If push comes to shove, and a lawsuit is filed, First Liberty Institute has promised to have Iowa Gov. Terry Branstad’s back, and the Republican is counting on their support.
Hiram Sasser, First Liberty Institute director of strategic litigation, told PJM a lawsuit, if it is filed, wouldn’t go far because there is so much legal precedent on the governor’s side.
Branstad said it is routine for politicians to endorse the idea of prayer. So, backing the marathon seemed like a no-brainer to him.
“I get hundreds of requests for proclamations and for a lot of good causes,” KMEG-TV reported Branstad told reporters during his weekly press conference June 6.
“You know, you can go back to the Declaration of Independence, and all of the leadership of this country from the very beginning have supported religious freedom,” he added.
Sasser said there is just not legal basis for litigating a suit against Branstad, and the proclamation he signed “is such a historically routed tradition that it is beyond judicial question.”
He said there is just no legal basis for litigating a suit against Branstad.
“In all the cases that have addressed these types of proclamations, the courts have routinely just thrown them out because there’s no injury to anyone,” Sasser said. “No one has any standing to sue the governor over anything.”
Sasser also said he found it hard to believe that a politician like Gov. Branstad was facing this kind of blowback over signing a seemingly innocuous proclamation.
“He has issued a lot of diverse proclamations,” said Sasser. “I found it surprising that anyone would be bothering this particular governor, because of his ecumenical and diverse approach to these proclamations.”
However, the proclamation did more than just endorse the idea of the 99-county marathon. It also declared that it would be a good idea for all Iowans to “read their Bibles each year until the Lord comes.”
That is a huge red flag to Veronica Fowler, the communications director for the ACLU of Iowa. She told KMEG-TV that by encouraging people to read their Bibles every day “until the Lord comes,” Gov.
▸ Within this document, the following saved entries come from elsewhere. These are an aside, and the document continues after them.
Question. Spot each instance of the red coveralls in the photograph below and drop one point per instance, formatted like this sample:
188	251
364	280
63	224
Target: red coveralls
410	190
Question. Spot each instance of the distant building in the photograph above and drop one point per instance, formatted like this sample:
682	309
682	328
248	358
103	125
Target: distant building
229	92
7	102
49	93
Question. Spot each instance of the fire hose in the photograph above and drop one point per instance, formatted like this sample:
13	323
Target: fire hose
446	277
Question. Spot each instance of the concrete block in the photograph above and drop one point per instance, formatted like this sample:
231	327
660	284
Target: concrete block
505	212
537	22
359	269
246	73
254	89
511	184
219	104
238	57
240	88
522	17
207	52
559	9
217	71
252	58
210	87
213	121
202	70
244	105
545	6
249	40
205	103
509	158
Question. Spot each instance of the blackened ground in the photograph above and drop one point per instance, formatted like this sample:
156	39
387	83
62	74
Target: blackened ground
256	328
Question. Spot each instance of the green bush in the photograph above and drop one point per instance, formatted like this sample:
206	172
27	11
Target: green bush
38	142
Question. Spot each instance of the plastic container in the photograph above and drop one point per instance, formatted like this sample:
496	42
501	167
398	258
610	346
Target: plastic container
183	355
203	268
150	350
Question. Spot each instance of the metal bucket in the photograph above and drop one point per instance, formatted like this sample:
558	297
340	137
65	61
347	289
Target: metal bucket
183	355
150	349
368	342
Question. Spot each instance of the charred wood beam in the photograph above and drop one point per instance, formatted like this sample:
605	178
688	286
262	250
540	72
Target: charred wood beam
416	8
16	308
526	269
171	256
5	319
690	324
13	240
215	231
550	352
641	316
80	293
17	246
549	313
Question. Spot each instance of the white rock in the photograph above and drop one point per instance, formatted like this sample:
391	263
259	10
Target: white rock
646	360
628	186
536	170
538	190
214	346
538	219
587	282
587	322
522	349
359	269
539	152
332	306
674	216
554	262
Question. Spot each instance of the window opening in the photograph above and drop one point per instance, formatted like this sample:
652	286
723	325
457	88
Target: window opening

Branstad crossed the line from championing a worthy cause to endorsing a particular religion.
“We feel that the governor’s proclamation is embarrassing and outrageous and it goes against our core values as Iowans and as Americans for inclusion and respect for all religious faiths and including those who have no religious faiths,” Fowler said.
Fowler said the ACLU is thinking about filing suit against Branstad, but declined to speculate on when or even if court action was imminent.
However, even if the ACLU declines to marshal its attorneys to the cause, there are two other groups that might push open the court house doors — the Freedom From Religion Foundation and Iowa Atheists and Freethinkers.
Annie Laurie Gaylor, the co-president of Freedom From Religion, said government should be neutral toward religion.
“Can you imagine the uproar if the governor used state resources to encourage people to go to a ‘God is Dead’ rally?” she told the Des Moines Register. “Or how about a vigil to review how divisive religion is?”
Jason Bennell, the press officer of the Iowa Atheists and Freethinkers, said there were three questions that needed to be answered before court action could proceed. Think of it as an atheist’s litmus test of government overreach in the separation of church and state.
“Does his proclamation serve a secular purpose? Does it unnecessarily entangle religion and government? Does it advance religion over irreligion from the government? It violates all three of those,” said Bennell.
Bennell can raise all the litmus tests he wants, but to Branstad’s mind this comes down to a litmus test of religious freedom, something that he considers to be fundamental to the American way of life.
“There’s a difference between endorsing a specific religion and just encouraging people to pray, which encompasses virtually all religions,” said Branstad. “So I can’t see why anybody would want to object to people having the opportunity to pray.”